They say there’s a fine line between genius and madness. It’s a line that our Mr. Sato frequently walks.
One day, fellow Rocketnews24 writers Mr. Sato and P.K. Sanjun were out getting lunch at a self-serve soba noodle restaurant.
After a pleasant conversation about kidney stones, P.K. wiped his mouth with a napkin and put all of his garbage on his tray to take to the counter.
“Well, back to work,” P.K. said to Mr. Sato in a voice cheerily full of well-fed camaraderie. However, as P.K. turned to leave Mr. Sato murmured something in voice that appeared to be stifling rage.
Mr. Sato: “P.K…You’re not throwing away everything on that tray, are you?”
P.K. turned back towards Mr. Sato and saw that a darkness had fallen over the usually easy-going coworker. Not knowing quite what the question meant, P.K. had no choice but to go with the truth.
P.K. Sanjun: “Um… Yup. Just gonna go over there an…”
Mr. Sato: “You son of a bitch!! Why are you throwing out your disposable chopsticks? What’s the point of coming to a restaurant to begin with?! Oh, maybe I forgot you’re actually a globe-trotting celebrity? No wait, perhaps you forgot to tell me you’re some kinda oil tycoon?!
Since when did you lose your soul? You make me sick, you scum!”
Although the level of Mr. Sato’s anger was very unbecoming of him, P.K. was more taken aback by the apparent reason for his rage.
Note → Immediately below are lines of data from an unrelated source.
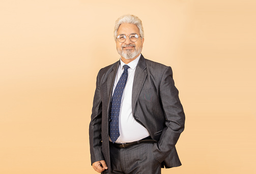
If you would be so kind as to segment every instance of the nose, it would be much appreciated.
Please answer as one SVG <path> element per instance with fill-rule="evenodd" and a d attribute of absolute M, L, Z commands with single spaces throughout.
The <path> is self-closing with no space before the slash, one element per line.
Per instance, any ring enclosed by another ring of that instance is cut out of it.
<path fill-rule="evenodd" d="M 129 45 L 132 43 L 132 42 L 130 40 L 130 36 L 126 36 L 126 40 L 125 40 L 124 43 L 126 45 Z"/>

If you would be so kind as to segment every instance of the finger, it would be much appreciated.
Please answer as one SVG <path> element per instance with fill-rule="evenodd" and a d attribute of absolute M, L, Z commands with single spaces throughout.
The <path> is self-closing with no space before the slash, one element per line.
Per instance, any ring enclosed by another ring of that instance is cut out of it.
<path fill-rule="evenodd" d="M 102 167 L 101 163 L 100 161 L 96 161 L 95 162 L 94 162 L 93 163 L 92 166 L 93 169 L 99 173 L 100 173 L 105 170 L 105 169 Z"/>
<path fill-rule="evenodd" d="M 106 162 L 105 162 L 104 160 L 100 161 L 100 162 L 101 163 L 101 165 L 102 165 L 102 166 L 104 169 L 107 169 L 107 164 L 106 164 Z"/>

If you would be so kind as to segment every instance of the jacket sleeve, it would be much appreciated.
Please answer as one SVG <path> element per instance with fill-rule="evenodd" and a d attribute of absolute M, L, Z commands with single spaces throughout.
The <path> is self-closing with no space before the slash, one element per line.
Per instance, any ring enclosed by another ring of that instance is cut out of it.
<path fill-rule="evenodd" d="M 176 144 L 184 129 L 185 114 L 179 98 L 179 92 L 174 85 L 173 72 L 166 67 L 160 84 L 160 101 L 165 117 L 165 126 L 158 143 L 152 151 L 156 159 L 162 162 Z"/>
<path fill-rule="evenodd" d="M 93 99 L 91 120 L 89 125 L 89 138 L 92 164 L 96 162 L 104 160 L 101 152 L 101 118 L 102 103 L 100 95 L 100 70 L 98 74 L 96 89 Z"/>

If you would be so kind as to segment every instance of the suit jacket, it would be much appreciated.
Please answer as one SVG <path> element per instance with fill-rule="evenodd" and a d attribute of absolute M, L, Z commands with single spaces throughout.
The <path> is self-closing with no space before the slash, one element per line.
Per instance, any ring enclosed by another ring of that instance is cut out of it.
<path fill-rule="evenodd" d="M 89 136 L 92 164 L 105 160 L 110 171 L 108 142 L 109 107 L 120 61 L 100 70 L 97 77 Z M 134 119 L 158 141 L 152 153 L 162 167 L 181 165 L 175 145 L 184 129 L 185 114 L 170 66 L 145 59 L 136 68 L 132 94 Z"/>

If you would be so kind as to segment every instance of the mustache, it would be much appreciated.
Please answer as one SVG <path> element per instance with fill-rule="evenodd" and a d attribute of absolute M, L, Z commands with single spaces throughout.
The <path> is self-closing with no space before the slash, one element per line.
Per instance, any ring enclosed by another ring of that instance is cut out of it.
<path fill-rule="evenodd" d="M 122 45 L 122 48 L 124 48 L 124 47 L 135 47 L 135 44 L 129 44 L 129 45 Z"/>

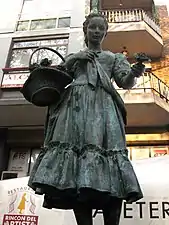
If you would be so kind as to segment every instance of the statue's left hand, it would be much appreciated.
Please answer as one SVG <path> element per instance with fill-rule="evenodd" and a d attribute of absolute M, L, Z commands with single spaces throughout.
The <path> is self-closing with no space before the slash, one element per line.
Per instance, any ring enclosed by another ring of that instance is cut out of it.
<path fill-rule="evenodd" d="M 48 58 L 44 58 L 40 61 L 40 66 L 51 66 L 52 60 L 49 60 Z"/>
<path fill-rule="evenodd" d="M 145 65 L 142 63 L 136 63 L 132 66 L 131 70 L 135 77 L 140 77 L 145 72 Z"/>

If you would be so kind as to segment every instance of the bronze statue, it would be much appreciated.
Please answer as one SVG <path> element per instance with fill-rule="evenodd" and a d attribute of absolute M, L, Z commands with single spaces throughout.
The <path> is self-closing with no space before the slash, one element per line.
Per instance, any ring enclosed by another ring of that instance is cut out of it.
<path fill-rule="evenodd" d="M 87 48 L 62 63 L 74 80 L 48 106 L 44 147 L 29 180 L 44 194 L 44 207 L 73 209 L 78 225 L 92 225 L 92 209 L 103 210 L 105 225 L 118 225 L 122 201 L 143 197 L 128 159 L 125 106 L 111 79 L 130 89 L 144 66 L 103 51 L 107 30 L 102 15 L 90 14 L 83 24 Z"/>

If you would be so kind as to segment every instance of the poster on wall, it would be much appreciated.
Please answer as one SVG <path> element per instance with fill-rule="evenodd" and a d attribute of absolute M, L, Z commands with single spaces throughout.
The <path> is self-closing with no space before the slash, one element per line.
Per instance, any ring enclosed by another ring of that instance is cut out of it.
<path fill-rule="evenodd" d="M 132 162 L 144 198 L 122 206 L 120 225 L 169 224 L 169 156 Z M 75 225 L 72 210 L 45 209 L 43 196 L 27 186 L 28 177 L 0 181 L 0 224 Z M 102 211 L 93 210 L 93 224 L 103 225 Z"/>
<path fill-rule="evenodd" d="M 28 79 L 29 73 L 4 74 L 1 88 L 19 88 L 22 87 Z"/>
<path fill-rule="evenodd" d="M 132 160 L 147 159 L 150 157 L 150 147 L 147 146 L 130 147 L 130 151 Z"/>
<path fill-rule="evenodd" d="M 167 146 L 156 146 L 151 148 L 151 157 L 164 156 L 169 153 Z"/>
<path fill-rule="evenodd" d="M 30 150 L 11 150 L 8 170 L 27 174 L 30 160 Z"/>

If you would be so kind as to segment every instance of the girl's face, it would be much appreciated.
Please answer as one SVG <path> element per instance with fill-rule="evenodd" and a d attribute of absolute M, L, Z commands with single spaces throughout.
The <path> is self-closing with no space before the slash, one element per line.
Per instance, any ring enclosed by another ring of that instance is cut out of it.
<path fill-rule="evenodd" d="M 101 44 L 107 33 L 106 24 L 102 17 L 93 17 L 87 26 L 88 42 L 92 44 Z"/>

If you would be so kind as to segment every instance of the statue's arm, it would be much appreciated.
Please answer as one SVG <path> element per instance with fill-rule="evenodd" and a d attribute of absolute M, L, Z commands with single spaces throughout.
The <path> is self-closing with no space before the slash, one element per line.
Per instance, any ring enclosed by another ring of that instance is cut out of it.
<path fill-rule="evenodd" d="M 118 87 L 131 89 L 136 84 L 136 77 L 140 77 L 143 72 L 143 64 L 135 64 L 131 67 L 130 63 L 123 54 L 115 54 L 112 77 Z"/>

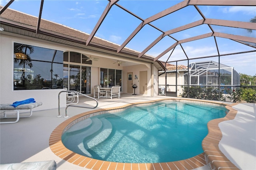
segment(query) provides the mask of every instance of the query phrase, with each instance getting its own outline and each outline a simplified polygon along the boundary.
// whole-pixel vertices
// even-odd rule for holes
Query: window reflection
[[[62,88],[63,51],[14,43],[14,90]]]
[[[102,87],[106,87],[107,85],[109,87],[120,85],[122,91],[122,70],[100,68],[100,82]]]

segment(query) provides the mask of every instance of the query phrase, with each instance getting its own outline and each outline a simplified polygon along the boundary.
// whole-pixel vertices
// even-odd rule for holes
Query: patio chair
[[[110,95],[110,97],[112,99],[112,97],[120,98],[120,91],[121,86],[112,86],[111,91],[107,91],[107,97],[108,97],[108,95]]]
[[[64,87],[63,89],[68,91],[68,89],[66,87]],[[77,98],[77,100],[76,103],[74,103],[76,97]],[[67,92],[66,98],[66,102],[68,103],[67,105],[78,103],[78,94],[75,92]]]
[[[94,91],[93,93],[93,97],[98,97],[99,99],[100,97],[106,97],[106,90],[101,90],[100,89],[100,86],[96,85],[93,87]]]

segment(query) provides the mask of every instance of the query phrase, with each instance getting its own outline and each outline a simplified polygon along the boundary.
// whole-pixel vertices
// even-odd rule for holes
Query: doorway
[[[132,93],[133,73],[127,73],[127,93]]]
[[[140,94],[147,95],[148,71],[140,71]]]

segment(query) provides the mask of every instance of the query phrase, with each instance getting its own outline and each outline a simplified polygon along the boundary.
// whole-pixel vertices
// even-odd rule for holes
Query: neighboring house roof
[[[176,70],[176,65],[172,64],[168,64],[170,65],[166,64],[166,71],[172,71]],[[178,65],[177,66],[177,69],[178,71],[188,71],[188,67],[184,65]]]

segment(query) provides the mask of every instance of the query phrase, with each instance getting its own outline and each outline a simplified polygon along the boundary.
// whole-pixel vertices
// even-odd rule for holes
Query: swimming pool
[[[80,121],[64,133],[62,142],[70,150],[98,160],[126,163],[181,160],[203,152],[201,142],[208,133],[207,122],[224,117],[226,110],[220,106],[176,101],[132,107]],[[101,124],[104,126],[99,128]],[[90,128],[94,124],[103,130],[95,134]]]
He wasn’t quite sure about the details but it definitely had something to do with throwing away wooden disposable chopsticks.
P.K. Sanjun: “Look, I appreciate people who know how to save money at every opp…”
Mr. Sato: “Jeeze P.K… You really don’t get it do you? You poor bastard… The worth of used disposable chopsticks goes far beyond money.”
Mr. Sato was cautiously settling down now that it appeared P.K. had no idea what was going on. His face took on a solemn Buddha-like expression of utter certainty as he explained.
Mr. Sato: “Do you know that as you eat your meal, your chopstick soaks in all the deliciousness of it?
Are you getting it yet?
The chopsticks are made of the Earth’s greatest treasure, wood, and then they are steeped in soup made from the bounty of the seas. Rocks, oceans, mountains all come together here. These disposable chopsticks are the taste of the very Earth itself.”
And so Mr. Sato too bussed his own tray, but kept the chopsticks for himself and proceeded to skip along the street with one in each hand like the Pied Piper of Soba-town.
Later on, back at RN24 HQ, Mr. Sato came up to the desk where P.K. was working and asked, “So, how are you liking your used disposable chopsticks?”
“Well,” P.K. responded, “I get what you said, but I still don’t know what to do with these things.”
Mr. Sato just grimaced at P.K., much like Mr. Sato Sr. once had back when his son told him he was dropping out of medical school to be a writer for RocketNews24.
“Come with me…” he said and sternly headed for the smoking lounge.
“This… This here is the height of luxury,” Mr. Sato groaned while first taking a drag of his cigarette and then sucking on a used soba-sauce-stained chopstick as his eyelids closed and began to twitch with ecstasy.
P.K. had to admit, his colleague did appear to be residing in the oft talked about “flavor country.”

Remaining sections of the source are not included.